Il rilancio della politica di allargamento dell’Unione europea verso i Balcani occidentali è stato uno dei temi principali del vertice trilaterale tenutosi lo scorso 27 febbraio a Belgrado. I ministri degli esteri di Albania, Italia e Serbia hanno discusso in merito ad un approccio comune dei paesi della regione basata sul supporto garantito dall’Italia ad una politica di allargamento dell’UE nei Balcani occidentali.
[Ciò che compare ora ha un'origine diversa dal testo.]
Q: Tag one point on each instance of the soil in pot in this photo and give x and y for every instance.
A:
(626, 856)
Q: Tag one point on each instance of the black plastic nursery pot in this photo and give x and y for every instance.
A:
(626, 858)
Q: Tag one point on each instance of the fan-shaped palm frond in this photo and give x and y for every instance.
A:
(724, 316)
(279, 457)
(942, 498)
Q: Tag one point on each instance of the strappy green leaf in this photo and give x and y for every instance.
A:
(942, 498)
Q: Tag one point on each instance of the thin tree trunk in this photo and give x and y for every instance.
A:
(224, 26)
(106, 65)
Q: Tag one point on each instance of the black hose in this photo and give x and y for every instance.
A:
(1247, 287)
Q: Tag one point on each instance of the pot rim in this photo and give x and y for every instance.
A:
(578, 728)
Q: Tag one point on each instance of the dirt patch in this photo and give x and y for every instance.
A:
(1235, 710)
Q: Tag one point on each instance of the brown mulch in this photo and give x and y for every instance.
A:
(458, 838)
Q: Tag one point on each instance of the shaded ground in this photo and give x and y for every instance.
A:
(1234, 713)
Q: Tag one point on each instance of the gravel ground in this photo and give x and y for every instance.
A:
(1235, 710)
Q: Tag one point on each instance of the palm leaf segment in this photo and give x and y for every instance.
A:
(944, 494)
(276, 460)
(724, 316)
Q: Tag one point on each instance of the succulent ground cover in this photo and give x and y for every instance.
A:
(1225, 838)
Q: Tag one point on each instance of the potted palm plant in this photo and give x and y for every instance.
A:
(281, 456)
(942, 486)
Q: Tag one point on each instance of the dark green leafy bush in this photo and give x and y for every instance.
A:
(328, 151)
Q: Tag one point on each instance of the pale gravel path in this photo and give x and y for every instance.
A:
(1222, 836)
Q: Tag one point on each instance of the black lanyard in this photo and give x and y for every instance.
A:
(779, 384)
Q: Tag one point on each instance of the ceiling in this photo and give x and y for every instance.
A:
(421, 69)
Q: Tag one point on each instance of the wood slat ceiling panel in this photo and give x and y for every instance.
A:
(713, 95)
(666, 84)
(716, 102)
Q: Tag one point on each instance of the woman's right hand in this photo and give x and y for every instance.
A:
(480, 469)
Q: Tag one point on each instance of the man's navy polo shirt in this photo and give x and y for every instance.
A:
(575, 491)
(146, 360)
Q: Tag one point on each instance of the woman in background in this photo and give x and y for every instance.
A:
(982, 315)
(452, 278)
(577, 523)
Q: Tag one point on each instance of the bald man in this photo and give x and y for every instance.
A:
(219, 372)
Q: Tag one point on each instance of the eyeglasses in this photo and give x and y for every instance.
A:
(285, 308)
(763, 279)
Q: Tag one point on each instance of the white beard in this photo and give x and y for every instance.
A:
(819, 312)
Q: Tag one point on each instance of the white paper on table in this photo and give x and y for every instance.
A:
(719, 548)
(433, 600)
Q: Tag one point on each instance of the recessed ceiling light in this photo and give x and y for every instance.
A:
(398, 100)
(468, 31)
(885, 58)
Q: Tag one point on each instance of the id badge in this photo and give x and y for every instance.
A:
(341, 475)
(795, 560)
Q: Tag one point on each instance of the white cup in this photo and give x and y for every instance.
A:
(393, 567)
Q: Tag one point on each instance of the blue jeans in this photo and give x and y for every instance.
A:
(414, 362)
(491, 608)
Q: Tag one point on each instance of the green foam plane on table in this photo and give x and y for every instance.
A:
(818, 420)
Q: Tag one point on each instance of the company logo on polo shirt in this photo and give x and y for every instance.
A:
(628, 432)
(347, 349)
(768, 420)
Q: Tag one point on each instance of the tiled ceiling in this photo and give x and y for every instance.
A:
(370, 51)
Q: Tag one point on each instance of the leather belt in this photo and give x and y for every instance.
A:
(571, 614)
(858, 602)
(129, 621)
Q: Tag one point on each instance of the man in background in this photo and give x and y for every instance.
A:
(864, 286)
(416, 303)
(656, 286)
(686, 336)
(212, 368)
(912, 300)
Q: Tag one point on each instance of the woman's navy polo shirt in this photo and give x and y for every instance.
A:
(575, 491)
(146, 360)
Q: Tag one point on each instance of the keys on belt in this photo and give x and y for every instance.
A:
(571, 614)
I pionieri dei Balcani occidentali

Il programma di lavoro della Commissione europea per il 2018 afferma l’intenzione di presentare una strategia per l’adesione all’UE della Serbia e Montenegro definiti “candidati pionieri dei Balcani occidentali”. Seppur con un preciso caveat in merito all’allargamento dell’Unione durante questo mandato della Commissione e del Parlamento europeo, tale documento si inserisce nel solco tracciato dal processo di Berlino: un’iniziativa diplomatica legata all’allargamento dell’Unione europea ai paesi dei Balcani occidentali che è stato fortemente supportato dalla Germania durante il terzo cancellierato di Angela Merkel.

L’incontro dello scorso febbraio mostra l’interesse a tenere vivo questo processo con una ferma volontà di sottolineare gli sforzi comuni per attuare la tabella di marcia, decisa durante il vertice di Trieste, volta alla creazione di una zona economica regionale e l’attuazione dell’agenda per la connettività. Il vertice ha inoltre confermato l’impegno e la determinazione a mantenere la pace e la sicurezza nella regione come obiettivo comune dei paesi dei Balcani occidentali. Lo scopo è quello di rafforzare ulteriormente la sicurezza e la cooperazione, superando divisioni ed interessi nazionali.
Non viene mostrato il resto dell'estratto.